Benutzer-Werkzeuge

Webseiten-Werkzeuge


en:sony

Sony

Sony Corporation, Tokyo

The Japanese electronics company was founded in Tokyo in 1946, it became one of the most important manufacturers of radio and television sets, digital and video cameras and was a pioneer in miniaturisation.

Company history

On 7 May 1946, the company was founded Tokyo which was still marke by war as Tokyo Tsushin Kogyo Kabushiki Kaisha (Tokyo Telecommunications Engineering Corporation). It is reported that one of the first products was an electric rice cooker, later an electric heating pad was to the production range. At the end of 1946, the company developed transmitters for the Japanese broadcaster NHK from parts from military sets. By 1949, the company had succeeded in developing an audio tape and a corresponding reel-to-reel tape recorder, the G-type.

The company called Totsuko initially named its audio tape Soni-Tape, this product name was so successful that the company was renamed Sony in 1958. With the miniaturisation of the first tape recorder to become the H-Type, Sony already took a first step in the direction of miniaturisation, in which the company later had great success.

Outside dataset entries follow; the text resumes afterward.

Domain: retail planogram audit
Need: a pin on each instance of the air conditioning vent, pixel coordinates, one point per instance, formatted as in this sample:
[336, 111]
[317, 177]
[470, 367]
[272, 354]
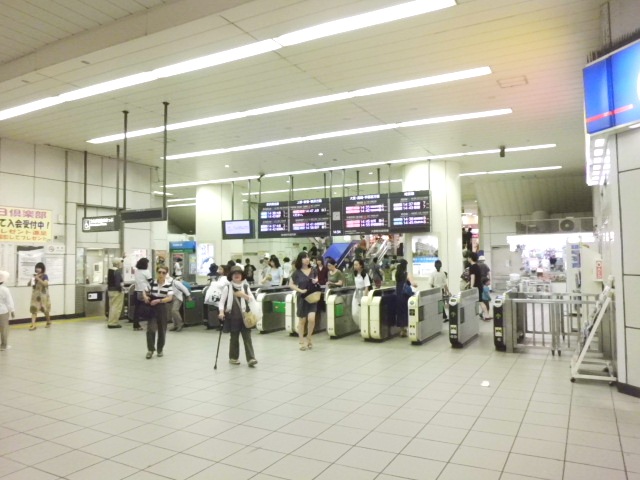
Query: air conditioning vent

With the TR-55 transistor radio, Sony developed the first small transistor radio in 1955.

With the development of colour television, Sony engineers worked on colour picture tubes, the development of the Sony trinitron tube took some time until 1967, it resulted in a superior picture quality. From 1969, video recorders with the U-Matic system were introduced, they were widely used in the professional sector; in the home sector, JVCs VHS remained in front.

In 1979, Sony caused a sensation with the portable miniature cassette player Walkman, and at the same time, together with Philips, the Compact Disc was introduced in 1983. The magneto-optical Minidisc found only moderate success in Europe and was superseded by mp3 players.

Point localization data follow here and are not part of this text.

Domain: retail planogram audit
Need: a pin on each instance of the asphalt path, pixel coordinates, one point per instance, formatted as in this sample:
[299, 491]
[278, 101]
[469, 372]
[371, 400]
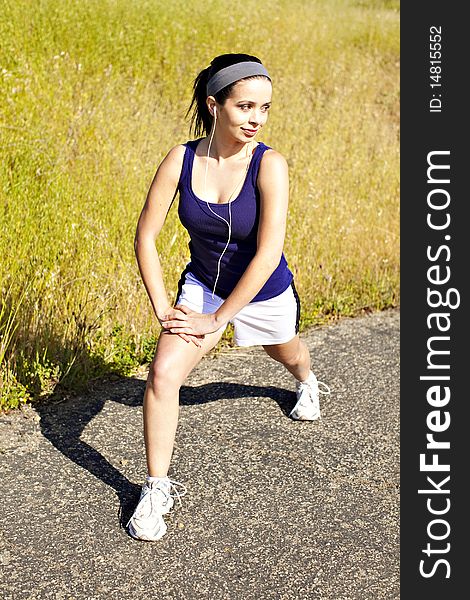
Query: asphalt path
[275, 509]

Sony had never targeted the commercial communications receiver market, nor the amateur radio market. The travel receiver ICF-5900W with the combination of a linear fine tuning dial and a crystal calibrator was a first step, until 1978 the legendary ICF-6800W, equipped with a digital frequency counter, appeared and soon became the dream receiver of many shortwave listeners. A milestone was the ICF-2001, the first microprocessor-controlled shortwave receiver, the breakthrough in reception performance was the ICF-2001D.

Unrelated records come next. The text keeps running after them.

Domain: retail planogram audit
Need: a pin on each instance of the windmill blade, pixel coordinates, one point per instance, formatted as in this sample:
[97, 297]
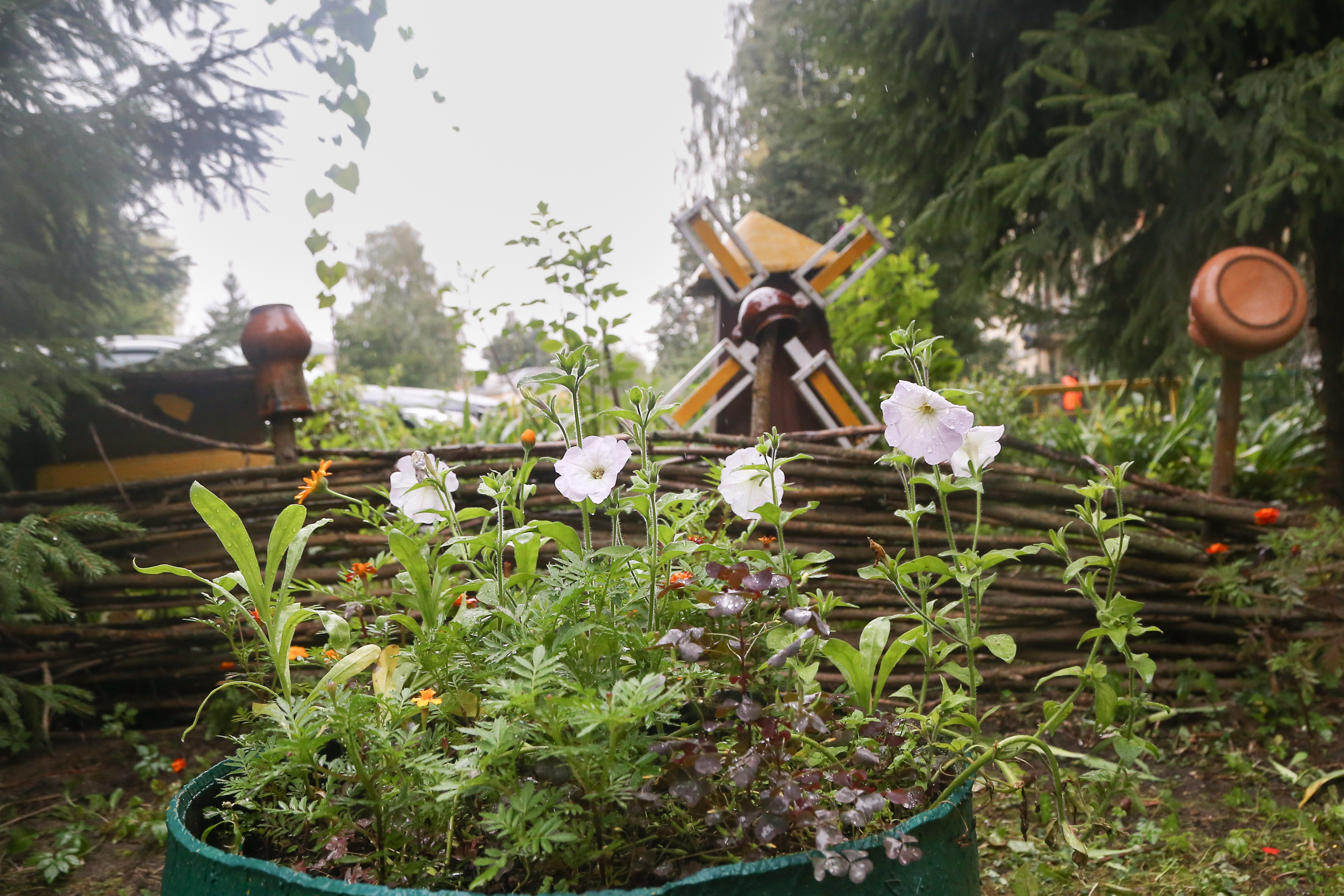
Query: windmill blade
[726, 361]
[727, 272]
[816, 382]
[861, 234]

Sony even improved its reputation with masterpieces of miniaturisation, the ICF-7600D was the first truly SSB-capable travel portable with digital display & memories, followed by extremely miniaturised travel radios, barely larger than a tape cassette, with sophisticated alphanumerically labelled memories & world time clock functions, designed to simplify shortwave listening even more.